Mobile H.R. Nuove tecnologie di intervento nel lavoro atipico

Tre sono le sfide competitive che le aziende stanno affrontando in questo momento politico-economico: sostenibilità, globalizzazione ed innovazione tecnologica.
La sfida della sostenibilità include la capacità di far fronte ai cambiamenti economici, sociali e culturali; la priorità di un’azienda non è più limitata alla produttività, realizzando e offrendo servizi di elevata qualità, ma include il soddisfacimento dei bisogni degli attori istituzionali e la riorganizzazione delle “line” e degli “organi di staff” conforme a prassi etiche e socialmente responsabili.
Per far fronte alla globalizzazione sono necessarie non solo nuove competenze, ma anche un management flessibile e contratti di nuova concezione.  Infine, la sfida tecnologica implica l’appropriazione di strumentazioni di ultima generazione e, soprattutto, della “forma mentis 2.0”, espressione con cui si intende una peculiare concezione del tempo e dello spazio, oltre che delle relazioni umane.

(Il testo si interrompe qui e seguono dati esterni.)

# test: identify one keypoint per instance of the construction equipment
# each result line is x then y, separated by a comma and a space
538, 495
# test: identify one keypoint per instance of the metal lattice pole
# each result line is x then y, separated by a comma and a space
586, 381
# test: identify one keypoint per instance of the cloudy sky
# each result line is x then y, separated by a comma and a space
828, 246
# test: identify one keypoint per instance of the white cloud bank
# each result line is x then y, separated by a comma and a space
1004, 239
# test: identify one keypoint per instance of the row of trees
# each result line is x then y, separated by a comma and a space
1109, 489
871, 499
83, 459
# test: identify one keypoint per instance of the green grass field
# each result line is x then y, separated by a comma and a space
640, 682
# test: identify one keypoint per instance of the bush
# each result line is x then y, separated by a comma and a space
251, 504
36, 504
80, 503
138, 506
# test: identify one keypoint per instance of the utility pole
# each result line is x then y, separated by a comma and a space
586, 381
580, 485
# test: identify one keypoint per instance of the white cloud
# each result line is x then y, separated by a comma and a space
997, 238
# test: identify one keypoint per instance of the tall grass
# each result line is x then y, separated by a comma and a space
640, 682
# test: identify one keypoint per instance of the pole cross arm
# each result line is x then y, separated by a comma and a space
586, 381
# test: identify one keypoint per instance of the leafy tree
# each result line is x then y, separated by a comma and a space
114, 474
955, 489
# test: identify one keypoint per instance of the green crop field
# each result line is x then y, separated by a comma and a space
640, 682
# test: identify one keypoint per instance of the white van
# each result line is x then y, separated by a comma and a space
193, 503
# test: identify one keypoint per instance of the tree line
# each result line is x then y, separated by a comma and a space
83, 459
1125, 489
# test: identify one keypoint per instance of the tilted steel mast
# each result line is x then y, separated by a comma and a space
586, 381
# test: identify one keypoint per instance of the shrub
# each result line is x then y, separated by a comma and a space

Il progetto Mobile H.R. intende offrire un contributo concreto al mercato economico del Salento per fronteggiare queste sfide.

Contesto di riferimento

L’introduzione di forme contrattuali di lavoro alternative al “tempo indeterminato” ha dato vita al fenomeno sociale denominato “lavoro atipico” che, a partire dal 1997, ha prodotto notevoli cambiamenti culturali. All’evoluzione del mercato del lavoro non si àncorano soltanto mutamenti di ordine economico e legati all’occupazione-disoccupazione, ma riguardano soprattutto il rapporto tra lavoratore e lavoro. La rassicurante identità di lavoratore, che fino a trenta anni fa era garantita dal “posto fisso”, oggi lascia il passo alla mobilità, alla frammentarietà e all’individualismo. L’introduzione della flessibilità ha messo in crisi il significato del lavoro quale dimensione dominante nel percorso di realizzazione personale e professionale da un lato, e nei processi di integrazione e coesione sociale dall’altro.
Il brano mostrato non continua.